Believe it or not, KTM has won the Dakar Rally every year since 2001 when Italian Fabrizio Meoni won the race on the Austrian company’s LC4 660R. Keeping that win streak in 2013 alive falls at the feet of Frenchman Cyril Despres, the KTM factory rider ready to defend his title when the race gets started on January 5 in Lima, Peru.
If Despres or another KTM rider gets the job done, it will be 12 straight wins in the world’s most famous rally for the brand. Despres will also be gunning for his fifth career win in the race.
Prior to Christmas, it looked like Despres would be racing with teammate Marc Coma, the pair having won the Dakar in alternating years since 2005. But Coma was forced to withdraw from the race with the shoulder injury suffered in the Rally of Morocco taking longer to heal than expected.
Even though Coma was working with physiotherapists and his doctors right up to the last minute, he still has some lack of movement in his shoulder and didn’t have the level of fitness needed for such a grueling event.
Last year, Despres and Coma were only minutes apart in actual riding times after 15 days and almost 5000 miles of the world’s most challenging terrain.
While it will now be up to Despres to again challenge for the title, American race fans were pleased to find out that Kurt Caselli had been named to ride Coma’s 450 Rally bike in this year’s race.
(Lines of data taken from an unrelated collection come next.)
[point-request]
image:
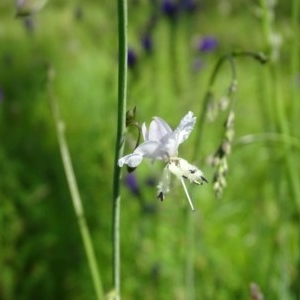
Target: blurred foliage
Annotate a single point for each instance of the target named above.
(250, 235)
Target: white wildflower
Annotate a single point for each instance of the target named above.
(161, 143)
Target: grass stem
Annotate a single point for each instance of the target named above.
(75, 196)
(121, 126)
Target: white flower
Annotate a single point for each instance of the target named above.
(161, 143)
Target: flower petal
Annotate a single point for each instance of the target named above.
(152, 149)
(132, 160)
(159, 130)
(183, 130)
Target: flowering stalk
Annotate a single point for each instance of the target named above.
(161, 143)
(122, 88)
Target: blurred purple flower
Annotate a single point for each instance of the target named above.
(189, 5)
(131, 183)
(169, 8)
(147, 43)
(1, 95)
(207, 44)
(131, 58)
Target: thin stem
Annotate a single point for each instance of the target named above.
(295, 63)
(187, 194)
(75, 196)
(121, 126)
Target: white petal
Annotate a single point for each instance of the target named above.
(159, 130)
(132, 160)
(152, 149)
(186, 125)
(145, 132)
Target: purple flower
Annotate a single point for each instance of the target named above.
(132, 184)
(189, 5)
(208, 44)
(131, 58)
(1, 96)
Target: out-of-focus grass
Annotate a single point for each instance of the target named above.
(249, 235)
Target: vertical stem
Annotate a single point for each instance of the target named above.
(122, 89)
(295, 63)
(75, 196)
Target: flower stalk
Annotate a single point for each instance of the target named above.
(121, 126)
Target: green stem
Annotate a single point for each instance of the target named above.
(295, 64)
(75, 196)
(121, 126)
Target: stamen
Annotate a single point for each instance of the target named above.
(187, 194)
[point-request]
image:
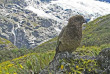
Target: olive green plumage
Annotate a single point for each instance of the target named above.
(70, 37)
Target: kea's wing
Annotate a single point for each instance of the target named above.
(60, 35)
(58, 41)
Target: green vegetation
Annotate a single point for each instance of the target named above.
(97, 32)
(78, 66)
(30, 63)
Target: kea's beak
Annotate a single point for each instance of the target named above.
(85, 21)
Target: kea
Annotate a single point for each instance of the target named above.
(70, 37)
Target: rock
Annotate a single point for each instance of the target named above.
(104, 60)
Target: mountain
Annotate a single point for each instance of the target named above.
(95, 38)
(31, 22)
(6, 45)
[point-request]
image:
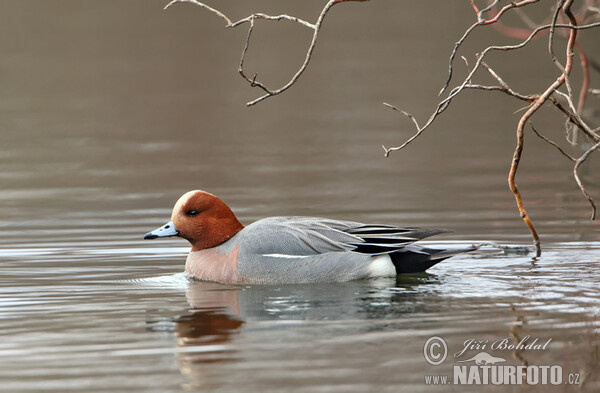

KTM had registered a reserve rider with the organizers in case one of the factory team was unable to compete and Caselli has welcomed the opportunity to step in. Winner of multiple AMA off-road titles and the current AMA Hare & Hounds Champion, Caselli says it was always a career goal to compete in the Dakar.
“To be able to race the greatest off-road race in the world aboard the best bike in the world is truly a blessing,” he said. “This is not only a milestone in my career but also in my life.”
Meanwhile team manager Alex Doringer has underlined that Caselli will be riding in his first Dakar for experience and adventure and there is no pressure on him to achieve a top position.
Despres is quick to point out that it is the race itself that is his biggest rival.
“I am always cautious,” he says. “I always say that my biggest rival on the Dakar isn’t the other competitors but the desert itself. That is the thing on the Dakar that no one can master!”
The French rider, considered at the peak of his career, goes into the 2013 edition after victories in 2012 in the Desafio Littoral and the Morocco Rally.
Also riding in KTM colors once again and on the KTM 450 Rally factory bike will be the two regular support riders or “water carriers,” Ruben Faria of Portugal and Juan Pedrero of Spain. This year KTM is also fielding a Factory “B” Team made up of South African duo Darryl Curtis and Riaan van Niekerk, who are joined by Poland’s rising star rally personality Jakub ‘Kuba’ Przygonski.
For the first time, the South American Dakar will take a north-south perspective over the 14 stages, starting in Lima, Peru and traveling south to finish in Santiago, Chile, while taking in four stages in Argentina on the way. Riders set out on January 5 and finish on January 19 with one rest day scheduled for January 13.
They will first tackle the coastal desert of southern Peru and according to organizers will be under constant pressure for the eight stages up until the rest day. Stage nine will be the longest of 2013, some 530 miles.